Ds is 17m. I've always fed to sleep/on demand etc. At around 15m he went through (another) sleep rough patch (known developmental spurt). He'd wake in the night, sometimes settleing for bf...sometimes for a sandwich! So i was always happy if i could get away with a bf in bed.
He came out of that patch sleeping through. This was of his own accord and very reliable (till very recently...but think there is another spurt around the corner)
So i am confident that he is learning to settle himself at his own pace. It might involve the odd step backwards, but hey, that's life.
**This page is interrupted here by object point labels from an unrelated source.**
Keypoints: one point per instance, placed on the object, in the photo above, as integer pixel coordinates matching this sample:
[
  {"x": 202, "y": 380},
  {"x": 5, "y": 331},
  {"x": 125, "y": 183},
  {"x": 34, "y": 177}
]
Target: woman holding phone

As long as we get there in the end...
It is understandable that people want to night wean, but it doesn't work for everyone and isn't necessary in order for the lo to "learn". Not everything they learn needs to be taught...if that makes sense!
My DS (now BFing at 2.9) didn't sleep through til 19 months. I got the No Cry Sleep Solution book and kept plugging away at that (from about 14/15 months onwards) - mainly I found getting him to self settle when I first put him down at night seemed to help a lot. But one day he just slept through (thank heavens! Before that he was up 2-5 times per night), so maybe it was part me pushing and part he was ready to do so.
He now usually feeds twice per day, but if he's ill feeds loads and its great knowing he's still getting nutrition and comfort from it.